Fortunate K9 in Derry, NH. My Ryker ( 1.5 y/o) has been going since he was 4 mths. Puppy obed., Obed. 101, Rally O,then w/e classes after you've completed Obed. 101 to further training. They also have Protection classes as well as Rally Obed. Zorro 7.5 completed Puppy and just started Obed. 101. You'll love them!


----------



## 1der_girl (Aug 16, 2006)

Thanks for the quick reply, Koda, but I'm actually looking for a board-and-train option.


----------



## koda00 (Apr 27, 2009)

Are you looking for them to keep him/her to train. Usually for a couple weeks. If so Fortunate K9 does do that. They actually take your dog home and train and also bring to class for training. If this is what you mean.

Also www.Auntiedog.com in Tewksbury, Ma. does the same thing Liz Cleaves is the owner/trainer also AKC evaluator re: S.T.A.R puppy, CGC

Hope this helps

Jo


----------



## SchHGSD (Dec 20, 2001)

I trained schutzhund with him a bit. Nice indoor facility for those cold winters with tons of snow on the ground.

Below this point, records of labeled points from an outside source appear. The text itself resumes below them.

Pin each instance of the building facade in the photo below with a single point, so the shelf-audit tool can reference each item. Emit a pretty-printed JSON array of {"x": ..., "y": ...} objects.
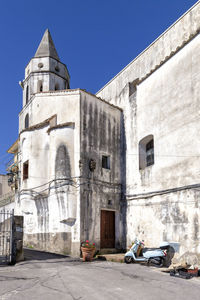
[
  {"x": 69, "y": 156},
  {"x": 159, "y": 95},
  {"x": 118, "y": 164}
]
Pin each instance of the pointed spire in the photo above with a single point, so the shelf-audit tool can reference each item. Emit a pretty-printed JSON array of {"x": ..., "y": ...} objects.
[{"x": 46, "y": 47}]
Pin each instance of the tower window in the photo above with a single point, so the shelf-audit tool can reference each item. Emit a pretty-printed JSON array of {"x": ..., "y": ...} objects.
[
  {"x": 105, "y": 162},
  {"x": 150, "y": 153},
  {"x": 25, "y": 170},
  {"x": 56, "y": 87},
  {"x": 27, "y": 94},
  {"x": 40, "y": 86},
  {"x": 146, "y": 152},
  {"x": 26, "y": 122}
]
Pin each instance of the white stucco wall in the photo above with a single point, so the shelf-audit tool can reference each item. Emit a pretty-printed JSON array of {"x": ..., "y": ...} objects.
[{"x": 166, "y": 105}]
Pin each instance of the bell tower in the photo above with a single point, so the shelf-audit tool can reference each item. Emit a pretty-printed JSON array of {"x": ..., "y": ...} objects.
[{"x": 44, "y": 72}]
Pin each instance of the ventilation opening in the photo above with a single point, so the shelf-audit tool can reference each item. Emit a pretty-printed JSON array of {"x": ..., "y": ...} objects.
[{"x": 105, "y": 162}]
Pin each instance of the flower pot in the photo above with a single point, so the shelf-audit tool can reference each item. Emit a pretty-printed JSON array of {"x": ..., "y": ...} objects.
[{"x": 88, "y": 253}]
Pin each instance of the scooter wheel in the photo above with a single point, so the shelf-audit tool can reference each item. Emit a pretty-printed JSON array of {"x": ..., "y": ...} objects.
[{"x": 128, "y": 259}]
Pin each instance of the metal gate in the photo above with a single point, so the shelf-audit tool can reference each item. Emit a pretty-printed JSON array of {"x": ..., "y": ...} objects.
[{"x": 6, "y": 236}]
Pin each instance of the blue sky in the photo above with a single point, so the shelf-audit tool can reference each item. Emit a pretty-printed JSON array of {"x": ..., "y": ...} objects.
[{"x": 94, "y": 38}]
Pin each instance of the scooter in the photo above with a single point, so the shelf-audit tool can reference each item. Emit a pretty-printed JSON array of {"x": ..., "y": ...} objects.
[{"x": 152, "y": 256}]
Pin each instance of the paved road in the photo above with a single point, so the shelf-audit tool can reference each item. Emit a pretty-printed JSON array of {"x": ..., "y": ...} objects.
[{"x": 45, "y": 276}]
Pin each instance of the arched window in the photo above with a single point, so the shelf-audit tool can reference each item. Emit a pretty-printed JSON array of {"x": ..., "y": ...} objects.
[
  {"x": 27, "y": 94},
  {"x": 26, "y": 123},
  {"x": 146, "y": 152},
  {"x": 56, "y": 87},
  {"x": 62, "y": 163}
]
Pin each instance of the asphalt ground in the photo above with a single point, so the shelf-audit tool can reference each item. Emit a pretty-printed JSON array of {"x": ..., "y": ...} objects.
[{"x": 48, "y": 276}]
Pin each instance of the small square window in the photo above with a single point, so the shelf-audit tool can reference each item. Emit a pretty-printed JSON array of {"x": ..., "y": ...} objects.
[
  {"x": 25, "y": 170},
  {"x": 105, "y": 162}
]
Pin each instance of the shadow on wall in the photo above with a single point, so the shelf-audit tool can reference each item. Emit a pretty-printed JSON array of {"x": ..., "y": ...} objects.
[{"x": 123, "y": 181}]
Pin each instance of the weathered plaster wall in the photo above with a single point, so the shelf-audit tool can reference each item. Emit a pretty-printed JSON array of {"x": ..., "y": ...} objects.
[
  {"x": 50, "y": 205},
  {"x": 165, "y": 103},
  {"x": 4, "y": 187},
  {"x": 101, "y": 188}
]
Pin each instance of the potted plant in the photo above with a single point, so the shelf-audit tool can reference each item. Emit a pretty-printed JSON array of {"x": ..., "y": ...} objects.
[{"x": 88, "y": 250}]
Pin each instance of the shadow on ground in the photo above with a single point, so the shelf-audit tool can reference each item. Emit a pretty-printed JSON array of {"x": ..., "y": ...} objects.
[{"x": 30, "y": 254}]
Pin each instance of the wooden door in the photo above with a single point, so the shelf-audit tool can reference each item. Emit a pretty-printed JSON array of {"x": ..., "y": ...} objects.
[{"x": 107, "y": 229}]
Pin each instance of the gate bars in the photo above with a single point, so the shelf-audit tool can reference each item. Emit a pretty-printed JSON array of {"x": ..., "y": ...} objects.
[{"x": 6, "y": 236}]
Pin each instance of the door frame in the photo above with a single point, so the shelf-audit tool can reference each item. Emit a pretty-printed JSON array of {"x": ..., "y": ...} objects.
[{"x": 113, "y": 210}]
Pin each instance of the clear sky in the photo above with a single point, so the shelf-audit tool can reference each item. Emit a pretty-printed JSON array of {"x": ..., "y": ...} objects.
[{"x": 94, "y": 38}]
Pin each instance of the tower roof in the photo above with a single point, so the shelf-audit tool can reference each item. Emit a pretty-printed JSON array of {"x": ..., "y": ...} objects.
[{"x": 46, "y": 47}]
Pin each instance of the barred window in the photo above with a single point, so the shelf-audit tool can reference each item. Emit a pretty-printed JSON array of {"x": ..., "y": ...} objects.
[{"x": 146, "y": 152}]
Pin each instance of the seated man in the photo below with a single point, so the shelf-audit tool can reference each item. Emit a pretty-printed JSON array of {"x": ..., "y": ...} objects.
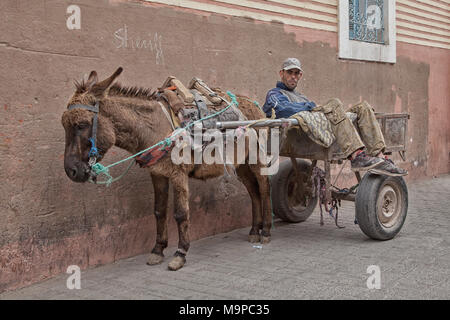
[{"x": 285, "y": 101}]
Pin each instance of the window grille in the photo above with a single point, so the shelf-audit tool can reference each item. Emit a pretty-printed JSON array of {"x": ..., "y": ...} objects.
[{"x": 366, "y": 21}]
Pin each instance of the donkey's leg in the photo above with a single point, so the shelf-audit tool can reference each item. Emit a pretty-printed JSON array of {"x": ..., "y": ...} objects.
[
  {"x": 161, "y": 187},
  {"x": 248, "y": 179},
  {"x": 181, "y": 213},
  {"x": 264, "y": 192}
]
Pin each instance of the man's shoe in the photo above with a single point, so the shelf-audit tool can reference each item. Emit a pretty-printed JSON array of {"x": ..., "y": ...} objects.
[
  {"x": 387, "y": 167},
  {"x": 363, "y": 162}
]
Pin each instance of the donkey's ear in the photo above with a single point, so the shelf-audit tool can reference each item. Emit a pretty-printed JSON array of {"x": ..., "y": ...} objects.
[
  {"x": 99, "y": 88},
  {"x": 92, "y": 79}
]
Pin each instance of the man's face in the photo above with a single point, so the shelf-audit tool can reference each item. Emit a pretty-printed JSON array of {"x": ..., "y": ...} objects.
[{"x": 290, "y": 77}]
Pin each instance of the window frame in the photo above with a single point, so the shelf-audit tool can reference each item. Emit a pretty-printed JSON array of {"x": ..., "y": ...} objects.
[{"x": 360, "y": 50}]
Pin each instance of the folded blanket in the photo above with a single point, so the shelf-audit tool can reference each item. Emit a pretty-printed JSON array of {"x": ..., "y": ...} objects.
[{"x": 317, "y": 127}]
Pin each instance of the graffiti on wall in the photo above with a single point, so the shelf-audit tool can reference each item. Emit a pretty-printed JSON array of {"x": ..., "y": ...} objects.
[{"x": 124, "y": 39}]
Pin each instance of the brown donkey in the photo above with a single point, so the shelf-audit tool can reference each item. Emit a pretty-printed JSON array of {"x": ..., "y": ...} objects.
[{"x": 132, "y": 119}]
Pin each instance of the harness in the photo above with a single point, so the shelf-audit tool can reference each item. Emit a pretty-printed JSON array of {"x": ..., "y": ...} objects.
[{"x": 93, "y": 152}]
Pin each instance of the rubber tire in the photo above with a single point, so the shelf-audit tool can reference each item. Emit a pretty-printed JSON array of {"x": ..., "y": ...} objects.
[
  {"x": 366, "y": 206},
  {"x": 279, "y": 191}
]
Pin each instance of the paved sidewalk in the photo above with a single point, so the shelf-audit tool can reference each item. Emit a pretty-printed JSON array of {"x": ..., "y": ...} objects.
[{"x": 303, "y": 261}]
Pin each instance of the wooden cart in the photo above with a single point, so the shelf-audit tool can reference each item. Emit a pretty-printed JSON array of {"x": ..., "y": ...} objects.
[{"x": 381, "y": 202}]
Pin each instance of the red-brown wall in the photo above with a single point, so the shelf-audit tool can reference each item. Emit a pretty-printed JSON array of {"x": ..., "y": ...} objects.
[{"x": 49, "y": 222}]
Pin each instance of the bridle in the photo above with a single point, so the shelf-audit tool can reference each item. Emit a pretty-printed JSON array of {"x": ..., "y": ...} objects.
[{"x": 93, "y": 152}]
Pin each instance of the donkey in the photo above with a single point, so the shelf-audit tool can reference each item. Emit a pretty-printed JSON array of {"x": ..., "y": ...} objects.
[{"x": 132, "y": 119}]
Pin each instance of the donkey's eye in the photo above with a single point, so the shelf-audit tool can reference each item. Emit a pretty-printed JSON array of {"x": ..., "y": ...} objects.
[{"x": 81, "y": 126}]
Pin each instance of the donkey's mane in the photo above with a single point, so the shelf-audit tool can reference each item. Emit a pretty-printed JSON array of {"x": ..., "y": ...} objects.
[
  {"x": 131, "y": 92},
  {"x": 118, "y": 90}
]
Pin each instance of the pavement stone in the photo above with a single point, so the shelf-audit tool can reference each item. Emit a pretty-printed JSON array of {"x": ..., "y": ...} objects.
[{"x": 303, "y": 261}]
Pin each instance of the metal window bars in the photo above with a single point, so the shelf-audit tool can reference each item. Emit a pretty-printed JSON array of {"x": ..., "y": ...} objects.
[{"x": 366, "y": 21}]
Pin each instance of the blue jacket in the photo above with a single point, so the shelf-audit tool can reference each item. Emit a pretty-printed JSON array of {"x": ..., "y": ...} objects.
[{"x": 283, "y": 106}]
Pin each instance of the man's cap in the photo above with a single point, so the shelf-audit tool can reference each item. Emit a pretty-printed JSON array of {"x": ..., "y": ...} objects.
[{"x": 291, "y": 63}]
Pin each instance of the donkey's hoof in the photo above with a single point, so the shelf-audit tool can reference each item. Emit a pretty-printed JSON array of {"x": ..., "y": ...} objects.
[
  {"x": 265, "y": 240},
  {"x": 154, "y": 259},
  {"x": 176, "y": 263},
  {"x": 254, "y": 238}
]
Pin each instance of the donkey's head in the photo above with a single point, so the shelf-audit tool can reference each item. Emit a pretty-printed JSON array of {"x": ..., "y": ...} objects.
[{"x": 89, "y": 134}]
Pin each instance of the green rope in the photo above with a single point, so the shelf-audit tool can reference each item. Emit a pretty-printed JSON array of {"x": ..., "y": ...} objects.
[{"x": 99, "y": 169}]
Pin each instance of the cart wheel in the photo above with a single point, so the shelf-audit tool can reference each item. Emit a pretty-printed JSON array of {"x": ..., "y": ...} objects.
[
  {"x": 292, "y": 199},
  {"x": 381, "y": 205}
]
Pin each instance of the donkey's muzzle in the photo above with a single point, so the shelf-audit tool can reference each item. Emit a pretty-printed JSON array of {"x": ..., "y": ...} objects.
[{"x": 77, "y": 172}]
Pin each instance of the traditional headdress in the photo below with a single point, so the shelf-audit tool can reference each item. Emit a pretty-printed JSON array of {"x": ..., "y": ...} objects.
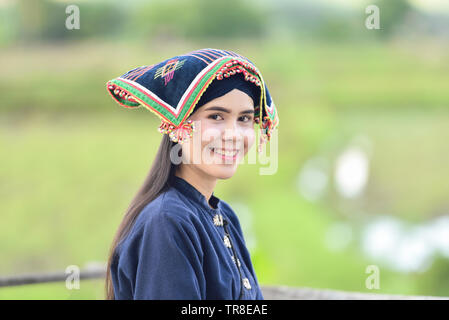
[{"x": 172, "y": 88}]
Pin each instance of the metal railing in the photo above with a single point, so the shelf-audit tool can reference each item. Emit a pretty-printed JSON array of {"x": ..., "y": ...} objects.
[{"x": 269, "y": 292}]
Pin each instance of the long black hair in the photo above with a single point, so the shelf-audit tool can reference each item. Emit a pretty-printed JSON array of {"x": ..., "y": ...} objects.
[{"x": 156, "y": 182}]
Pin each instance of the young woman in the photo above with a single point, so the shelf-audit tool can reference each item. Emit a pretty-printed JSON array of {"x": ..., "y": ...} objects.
[{"x": 178, "y": 240}]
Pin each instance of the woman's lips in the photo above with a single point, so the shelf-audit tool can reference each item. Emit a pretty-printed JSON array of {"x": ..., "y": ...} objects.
[{"x": 226, "y": 154}]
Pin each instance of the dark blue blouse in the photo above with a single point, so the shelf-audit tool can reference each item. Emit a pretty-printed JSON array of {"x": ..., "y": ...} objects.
[{"x": 181, "y": 248}]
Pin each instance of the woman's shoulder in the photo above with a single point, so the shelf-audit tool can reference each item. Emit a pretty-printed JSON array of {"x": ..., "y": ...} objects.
[{"x": 167, "y": 207}]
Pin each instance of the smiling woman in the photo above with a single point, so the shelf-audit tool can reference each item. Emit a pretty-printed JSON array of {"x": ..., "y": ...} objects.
[{"x": 178, "y": 240}]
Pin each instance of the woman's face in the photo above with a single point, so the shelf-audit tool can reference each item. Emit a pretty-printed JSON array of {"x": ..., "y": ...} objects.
[{"x": 224, "y": 134}]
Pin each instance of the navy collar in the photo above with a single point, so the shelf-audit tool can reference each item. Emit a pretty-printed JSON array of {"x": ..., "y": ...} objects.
[{"x": 192, "y": 193}]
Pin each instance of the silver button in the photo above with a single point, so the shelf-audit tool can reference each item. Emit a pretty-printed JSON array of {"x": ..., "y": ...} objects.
[
  {"x": 246, "y": 283},
  {"x": 226, "y": 241},
  {"x": 218, "y": 220},
  {"x": 238, "y": 261}
]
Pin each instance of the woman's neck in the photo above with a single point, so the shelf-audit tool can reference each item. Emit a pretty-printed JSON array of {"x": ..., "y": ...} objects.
[{"x": 204, "y": 184}]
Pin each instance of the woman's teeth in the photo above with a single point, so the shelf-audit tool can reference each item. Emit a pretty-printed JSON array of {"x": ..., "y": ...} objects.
[{"x": 227, "y": 153}]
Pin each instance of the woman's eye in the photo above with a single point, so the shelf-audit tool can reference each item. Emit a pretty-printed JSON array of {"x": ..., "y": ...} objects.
[{"x": 213, "y": 116}]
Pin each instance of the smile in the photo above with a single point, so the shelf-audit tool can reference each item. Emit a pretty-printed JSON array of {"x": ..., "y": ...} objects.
[{"x": 230, "y": 154}]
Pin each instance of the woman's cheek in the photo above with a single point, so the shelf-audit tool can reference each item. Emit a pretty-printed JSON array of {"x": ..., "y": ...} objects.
[{"x": 248, "y": 138}]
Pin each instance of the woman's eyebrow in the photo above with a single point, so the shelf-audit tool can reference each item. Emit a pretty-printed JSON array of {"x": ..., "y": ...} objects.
[{"x": 217, "y": 108}]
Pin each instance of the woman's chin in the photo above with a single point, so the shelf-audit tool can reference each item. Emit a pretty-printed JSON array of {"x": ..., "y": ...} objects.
[{"x": 224, "y": 171}]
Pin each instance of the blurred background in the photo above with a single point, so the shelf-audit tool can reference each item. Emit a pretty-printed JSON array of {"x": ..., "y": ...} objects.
[{"x": 363, "y": 175}]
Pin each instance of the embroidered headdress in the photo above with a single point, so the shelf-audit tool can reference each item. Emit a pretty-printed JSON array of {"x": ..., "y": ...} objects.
[{"x": 172, "y": 88}]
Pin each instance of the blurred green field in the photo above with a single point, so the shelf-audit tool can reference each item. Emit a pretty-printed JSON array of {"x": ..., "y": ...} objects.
[{"x": 72, "y": 159}]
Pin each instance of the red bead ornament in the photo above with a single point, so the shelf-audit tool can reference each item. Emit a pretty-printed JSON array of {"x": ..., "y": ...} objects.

My best advice is to go visit, and meet him and talk and discuss what you're looking to get out of a trainer. If you feel comfortable with him and the place, go for it.


----------



## MrsMiaW (Sep 25, 2010)

I second Jo's reply about FortunateK9 in Derry and Auntie Dog in Tewksbury. We train at both places. When we travel and can't bring our dogs, they always stay with Liz at Auntie Dog. Haven't done board and train with Liz, but know many who have. Also love training with FortunateK9, Julia, Rick and Tom are phenomenal!


----------